Vicky’s concerned for my sanity the way a mother is concerned her child will break his neck when first riding a bicycle.
So, let me give this to you straight. Yes, after my divorce things were bad. I had a hard time of it. But now, it’s really not so troubling. I find it humorous when I had the odd hallucination. As I said to Vicky, “I just have a different relationship with reality.”
Vicky asked, “What about what people think about you?”
I told her that those who know me know I’m fine. If they don’t, more’s the pity for them.
But I want to talk for a minute about sanity because I can’t help but see a huge cue card that reads “IRONY”. There are people right now who are trying to bring the world to a horrible war… excuse me, another horrible war. They did it with Afghanistan. They did it with Iraq. Now, they’re doing it with Iran. These people are considered sane.
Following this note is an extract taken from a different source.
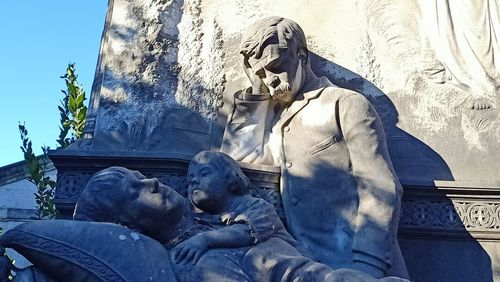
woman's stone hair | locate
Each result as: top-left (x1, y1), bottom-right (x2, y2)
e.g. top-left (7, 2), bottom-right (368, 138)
top-left (189, 151), bottom-right (250, 195)
top-left (73, 167), bottom-right (132, 227)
There are people who believe that torture is a good thing. That our nation has every right to act inhumanely towards others just because we can. These, too, are considered sane.
There are people right now who strongly believe that industry should not be regulated and who are just as strongly appalled with their dog is poisoned through tainted food. Again, sane people.
Some people think there is a place where we go after we die, that angels with wings live there, that a big bossman lives there with a rule book filled against which he judges us so that if we do not behave correctly we are sent to a place full of fire and pain and torture and sorrow and filth and anquish – and that he loves you. Sane.
So, please, don’t talk to me about sanity. Comparatively, anything I experience is completely benign.